Phase A slice 5.1b (PR #36) — first runtime-recursive native binary. The restriction “recursive arg must be Ident(input_name)” is lifted: fact(N { v: n.v - 1 }) now works. Emit: evaluate n.v - 1 via recursive emit_eval_expr, then mov rdi, rax, then call <callable>. Result: factorial.verbose::fact at 802 bytes computes the full factorial table correctly.
Phase A slice 5.2 (PR #37) — text return from recursive callables. Output type text returns via the System-V two-register pair (rax=ptr, rdx=len). The returned pointers point at static data in the binary’s executable region — no stack-allocated buffers that could dangle past ret. Worked example: recursive_label.verbose::label_of at 739 bytes.
Why it matters
Recursive computation is the prerequisite for self-hosting. A verbose tokenizer that scans source text byte-by-byte will recurse. The language can now express that and compile it to machine code, not just interpret it.
The safety composition is the real story. Every slice in Phase A adds one piece, and no piece is accepted until the audit constraint is enforced:
- Cycle detection (A.5.0) catches infinite loops at compile time
- Declared bounds (
v : number [0, 10]) are enforced at runtime before the first stack frame - The compiler emits a mandatory breadcrumb on every recursive binary: “depth bounded by input range, not proven structurally — Phase C will add the proof”

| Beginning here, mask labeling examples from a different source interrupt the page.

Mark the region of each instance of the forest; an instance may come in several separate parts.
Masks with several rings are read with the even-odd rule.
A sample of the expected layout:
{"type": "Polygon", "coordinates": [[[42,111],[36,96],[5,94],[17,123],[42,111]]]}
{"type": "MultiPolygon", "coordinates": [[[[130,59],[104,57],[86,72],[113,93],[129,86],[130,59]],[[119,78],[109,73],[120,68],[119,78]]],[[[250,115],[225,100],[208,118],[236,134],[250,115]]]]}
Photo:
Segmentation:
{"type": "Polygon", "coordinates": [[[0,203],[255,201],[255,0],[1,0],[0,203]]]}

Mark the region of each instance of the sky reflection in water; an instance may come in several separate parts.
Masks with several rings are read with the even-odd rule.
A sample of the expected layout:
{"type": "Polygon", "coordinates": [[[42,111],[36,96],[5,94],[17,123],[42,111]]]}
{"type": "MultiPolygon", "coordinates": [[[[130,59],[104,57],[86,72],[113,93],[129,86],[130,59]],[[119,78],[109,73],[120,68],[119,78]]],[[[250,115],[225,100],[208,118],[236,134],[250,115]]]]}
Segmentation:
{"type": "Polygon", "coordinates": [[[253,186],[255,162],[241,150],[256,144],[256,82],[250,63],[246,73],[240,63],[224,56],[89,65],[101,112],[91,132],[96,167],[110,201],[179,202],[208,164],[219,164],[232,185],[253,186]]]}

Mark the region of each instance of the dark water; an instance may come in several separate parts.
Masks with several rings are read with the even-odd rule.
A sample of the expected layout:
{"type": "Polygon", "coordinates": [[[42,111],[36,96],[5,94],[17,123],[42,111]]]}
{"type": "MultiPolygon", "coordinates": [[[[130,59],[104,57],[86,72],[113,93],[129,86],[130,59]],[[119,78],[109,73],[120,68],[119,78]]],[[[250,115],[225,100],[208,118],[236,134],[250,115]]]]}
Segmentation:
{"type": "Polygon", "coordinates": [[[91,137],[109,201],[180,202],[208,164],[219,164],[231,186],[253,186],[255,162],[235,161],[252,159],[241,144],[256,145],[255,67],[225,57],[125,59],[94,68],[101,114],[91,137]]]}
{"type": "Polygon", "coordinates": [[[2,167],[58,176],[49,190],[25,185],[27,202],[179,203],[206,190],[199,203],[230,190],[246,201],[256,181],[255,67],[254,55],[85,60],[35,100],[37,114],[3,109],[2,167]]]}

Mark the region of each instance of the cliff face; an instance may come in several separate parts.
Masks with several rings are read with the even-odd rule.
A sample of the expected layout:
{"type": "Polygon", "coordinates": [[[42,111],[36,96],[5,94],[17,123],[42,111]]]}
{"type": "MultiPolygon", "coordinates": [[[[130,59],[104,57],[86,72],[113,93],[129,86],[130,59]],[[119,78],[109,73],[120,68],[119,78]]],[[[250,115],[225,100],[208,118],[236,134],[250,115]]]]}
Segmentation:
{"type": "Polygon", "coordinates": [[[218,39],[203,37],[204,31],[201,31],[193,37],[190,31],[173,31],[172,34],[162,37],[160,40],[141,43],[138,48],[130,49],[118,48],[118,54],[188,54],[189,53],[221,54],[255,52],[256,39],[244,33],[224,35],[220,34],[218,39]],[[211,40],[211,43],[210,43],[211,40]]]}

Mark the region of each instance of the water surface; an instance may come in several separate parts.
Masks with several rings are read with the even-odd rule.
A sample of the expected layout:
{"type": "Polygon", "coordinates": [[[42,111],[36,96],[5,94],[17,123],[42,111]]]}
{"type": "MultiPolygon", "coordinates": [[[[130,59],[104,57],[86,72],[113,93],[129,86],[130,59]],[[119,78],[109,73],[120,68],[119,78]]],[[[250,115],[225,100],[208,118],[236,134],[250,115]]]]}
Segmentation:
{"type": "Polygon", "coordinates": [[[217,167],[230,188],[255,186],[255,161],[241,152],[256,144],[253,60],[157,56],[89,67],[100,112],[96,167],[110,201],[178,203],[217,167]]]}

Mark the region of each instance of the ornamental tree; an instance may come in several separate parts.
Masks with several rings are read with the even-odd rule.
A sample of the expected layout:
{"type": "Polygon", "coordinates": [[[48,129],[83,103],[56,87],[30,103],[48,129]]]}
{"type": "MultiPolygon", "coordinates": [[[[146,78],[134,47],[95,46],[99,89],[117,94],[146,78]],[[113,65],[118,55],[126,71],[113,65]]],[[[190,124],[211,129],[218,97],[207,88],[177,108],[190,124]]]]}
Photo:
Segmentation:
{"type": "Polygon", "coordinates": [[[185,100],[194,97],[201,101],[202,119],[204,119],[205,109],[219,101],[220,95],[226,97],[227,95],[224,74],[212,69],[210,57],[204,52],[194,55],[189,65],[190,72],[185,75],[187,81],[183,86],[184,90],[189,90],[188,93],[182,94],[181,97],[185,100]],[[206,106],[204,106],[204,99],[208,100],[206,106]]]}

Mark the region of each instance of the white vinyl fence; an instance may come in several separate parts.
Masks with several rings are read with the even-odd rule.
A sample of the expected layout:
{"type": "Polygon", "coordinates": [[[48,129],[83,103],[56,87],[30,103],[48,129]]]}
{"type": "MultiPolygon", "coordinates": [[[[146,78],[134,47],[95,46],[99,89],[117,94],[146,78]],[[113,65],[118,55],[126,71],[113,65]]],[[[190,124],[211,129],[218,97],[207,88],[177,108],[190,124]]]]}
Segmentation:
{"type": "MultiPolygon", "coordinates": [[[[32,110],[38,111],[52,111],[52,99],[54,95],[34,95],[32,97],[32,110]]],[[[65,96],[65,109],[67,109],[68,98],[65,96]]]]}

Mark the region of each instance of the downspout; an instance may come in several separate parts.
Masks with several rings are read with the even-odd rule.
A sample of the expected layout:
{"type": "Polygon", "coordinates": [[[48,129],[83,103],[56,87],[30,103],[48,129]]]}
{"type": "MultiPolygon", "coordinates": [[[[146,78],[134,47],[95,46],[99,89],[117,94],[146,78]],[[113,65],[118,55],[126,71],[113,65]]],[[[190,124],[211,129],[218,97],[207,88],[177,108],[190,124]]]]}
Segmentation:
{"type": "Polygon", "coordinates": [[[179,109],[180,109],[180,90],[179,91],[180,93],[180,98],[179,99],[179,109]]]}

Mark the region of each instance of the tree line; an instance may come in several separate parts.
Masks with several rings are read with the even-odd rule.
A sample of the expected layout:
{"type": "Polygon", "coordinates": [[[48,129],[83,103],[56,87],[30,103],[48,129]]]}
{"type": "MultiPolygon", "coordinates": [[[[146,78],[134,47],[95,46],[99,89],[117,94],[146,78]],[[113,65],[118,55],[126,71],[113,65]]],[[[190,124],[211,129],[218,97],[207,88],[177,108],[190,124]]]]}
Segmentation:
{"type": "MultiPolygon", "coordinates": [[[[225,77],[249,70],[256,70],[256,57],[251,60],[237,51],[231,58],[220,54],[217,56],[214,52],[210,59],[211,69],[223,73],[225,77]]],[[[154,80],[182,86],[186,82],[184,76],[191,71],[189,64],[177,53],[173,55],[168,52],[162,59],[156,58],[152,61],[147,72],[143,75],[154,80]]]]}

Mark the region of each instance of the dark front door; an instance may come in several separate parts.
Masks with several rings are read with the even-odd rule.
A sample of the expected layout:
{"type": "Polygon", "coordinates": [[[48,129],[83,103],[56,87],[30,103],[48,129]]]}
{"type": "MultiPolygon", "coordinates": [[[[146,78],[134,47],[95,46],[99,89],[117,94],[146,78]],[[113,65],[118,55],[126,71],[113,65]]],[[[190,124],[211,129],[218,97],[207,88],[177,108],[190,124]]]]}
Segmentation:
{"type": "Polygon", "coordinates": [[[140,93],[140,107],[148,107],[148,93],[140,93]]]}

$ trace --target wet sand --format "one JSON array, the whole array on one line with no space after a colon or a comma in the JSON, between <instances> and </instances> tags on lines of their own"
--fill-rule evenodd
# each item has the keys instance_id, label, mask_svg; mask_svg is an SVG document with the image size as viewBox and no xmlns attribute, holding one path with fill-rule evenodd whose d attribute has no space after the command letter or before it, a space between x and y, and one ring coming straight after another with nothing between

This is what verbose is designed to do: the source expresses the constraint, the compiler verifies it before emitting any code, and the binary fails cleanly when the constraint is violated.
How it works
concept N { v: number [0, 10] }
@intention "compute the factorial of n.v"
@proof "base: v=0 → 1; step: v*fact(v-1), bounded by declared [0,10] range"
rule fact(n: N): number
out = if n.v == 0 then 1 else n.v * fact(N { v: n.v - 1 })verbosec factorial.verbose --native fact produces an 802-byte ELF. Run it with echo '{"v":5}' | ./fact and get 120.
The compiler refuses inputs outside [0, 10] before entering the rule — no silent overflow, no unbounded recursion.
What’s next
The current restrictions (single-field input, Number/Bool/Text-literal output, direct self-recursion only) will be lifted in subsequent slices:
- 5.3: multi-field input concepts at recursive call sites
- 5.4: mutual recursion
- 5.5 / 5.6: Result and Record return types
- Heap-allocated text return (concat + recursion) — needs stack-budget accounting first
- Phase C: structural termination proofs (replace the mandatory breadcrumb with a verified bound)
Each slice has a named breadcrumb so the deferred bits stay visible.